Governance and the Long Game — Policy-as-Code, Drift, and Mature Teams — Terraform on AWS: From Zero to Production

The previous five chapters got you to "I can run Terraform safely with a small team." This last chapter is about what happens when safely needs to scale — when there are five teams, then twenty, all using Terraform against the same AWS organisation. The risk profile shifts: it's no longer "did this engineer make a mistake" but "is this engineer allowed to do this thing in this account at all."

The answer is governance: a layer of automated rules and conventions that decides what changes are permitted before any human reviewer has to think about it. Two parts to it: lightweight hygiene (tags, naming, linting) and heavyweight enforcement (policy-as-code).

The free win: `default_tags`

If you take only one production-readiness habit from this chapter, take this one.

provider "aws" {
  region = "us-east-1"
 
  default_tags {
    tags = {
      Project     = "running-example"
      Environment = "prod"
      ManagedBy   = "terraform"
      Owner       = "platform-team"
      CostCenter  = "engineering"
    }
  }
}

Every resource the AWS provider creates inside this provider block automatically gets these tags. No tags = merge(var.tags, ...) boilerplate inside every module. No "oh, I forgot to tag this S3 bucket."

Why it matters:

Cost allocation. Without tags, the AWS bill is a 200-line list of "EC2 - $4,237". With tags, it's "Project: running-example -$ 643". You cannot do FinOps without consistent tags.
Ownership. When something breaks at 3am, the on-call engineer needs to know who owns the resource.

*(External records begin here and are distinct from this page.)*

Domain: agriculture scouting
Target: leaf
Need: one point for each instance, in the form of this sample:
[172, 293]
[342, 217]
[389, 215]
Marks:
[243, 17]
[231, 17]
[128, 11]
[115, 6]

Owner = "platform-team" is the difference between a 20-minute and a 2-hour incident.
Compliance. Tags drive almost every automated compliance check. "All resources must have a CostCenter tag" is a one-line policy if default_tags is set, an organizational nightmare if it isn't.

The cost is one block of HCL per provider. Set it on day one of every new project. Skipping this almost always leads to regret within six months — usually the first time finance asks "why is the AWS bill what it is?"

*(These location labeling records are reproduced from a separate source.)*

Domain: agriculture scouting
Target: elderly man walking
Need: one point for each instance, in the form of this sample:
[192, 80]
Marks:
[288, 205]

Going deeper. default_tags doesn't help you for resources that don't accept tags (a few exist) or resources created outside your provider block. For full coverage you also want AWS Config rules that check tag presence, and an organization-wide Service Control Policy (SCP) that denies resource creation without required tags. That's the enterprise version of the same idea.

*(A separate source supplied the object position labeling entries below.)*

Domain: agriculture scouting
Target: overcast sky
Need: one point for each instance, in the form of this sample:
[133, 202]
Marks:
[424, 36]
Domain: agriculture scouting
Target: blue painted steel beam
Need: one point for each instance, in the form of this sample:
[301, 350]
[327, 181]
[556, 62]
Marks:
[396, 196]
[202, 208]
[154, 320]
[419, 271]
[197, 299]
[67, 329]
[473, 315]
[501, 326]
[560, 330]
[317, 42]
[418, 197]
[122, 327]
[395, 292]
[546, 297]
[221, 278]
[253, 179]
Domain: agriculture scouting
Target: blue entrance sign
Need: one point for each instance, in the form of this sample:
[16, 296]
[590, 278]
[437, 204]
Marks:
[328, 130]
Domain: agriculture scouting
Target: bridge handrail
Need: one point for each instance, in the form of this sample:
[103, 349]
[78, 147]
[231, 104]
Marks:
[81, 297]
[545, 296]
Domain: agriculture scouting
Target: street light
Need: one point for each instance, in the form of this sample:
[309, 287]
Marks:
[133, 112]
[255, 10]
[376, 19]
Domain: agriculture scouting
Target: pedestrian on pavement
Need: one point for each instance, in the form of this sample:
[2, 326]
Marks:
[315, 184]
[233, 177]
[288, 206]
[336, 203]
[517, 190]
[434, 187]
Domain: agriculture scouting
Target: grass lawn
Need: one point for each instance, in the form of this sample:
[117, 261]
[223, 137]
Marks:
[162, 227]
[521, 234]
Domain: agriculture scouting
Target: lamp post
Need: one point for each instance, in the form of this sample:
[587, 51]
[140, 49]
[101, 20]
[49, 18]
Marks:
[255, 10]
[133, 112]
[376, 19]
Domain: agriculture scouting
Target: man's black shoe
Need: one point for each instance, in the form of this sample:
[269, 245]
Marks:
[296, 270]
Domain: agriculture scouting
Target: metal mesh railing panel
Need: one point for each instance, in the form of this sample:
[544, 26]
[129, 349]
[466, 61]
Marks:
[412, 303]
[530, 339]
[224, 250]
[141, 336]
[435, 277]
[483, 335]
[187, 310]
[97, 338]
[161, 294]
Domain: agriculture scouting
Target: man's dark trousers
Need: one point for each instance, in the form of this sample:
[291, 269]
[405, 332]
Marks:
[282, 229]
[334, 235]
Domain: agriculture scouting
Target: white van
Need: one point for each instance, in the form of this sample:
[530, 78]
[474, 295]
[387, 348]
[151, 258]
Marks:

Lightweight hygiene: linting and naming

Two small tools belong in every Terraform repo from day one.

`terraform fmt`

terraform fmt -recursive

Reformats every .tf file to canonical style. Add it as a pre-commit hook so every diff is formatted consistently. This is a 30-second setup that eliminates an entire category of code review noise forever.

`tflint`

tflint catches things terraform validate doesn't:

AWS instance types that don't exist
IAM policy syntax errors
Deprecated resource attributes
Missing required tags (with the AWS plugin)

tflint --recursive

In CI:

- name: tflint
  run: |
    tflint --init
    tflint --recursive

It's not a security tool — it's a sanity-check tool that catches mistakes at PR time instead of apply time.

Naming conventions

There's no Terraform-enforced naming convention, but pick one and stick to it. The convention I've seen work in practice:

Resource local names are descriptive and singular: aws_instance.web, not aws_instance.web_server_1.
The first instance of a resource type in a module is named this: aws_vpc.this.
Module folder names are the thing the module manages: modules/networking, not modules/network-stuff.
AWS resource names (the Name tag) include the environment and project: prod-running-example-web.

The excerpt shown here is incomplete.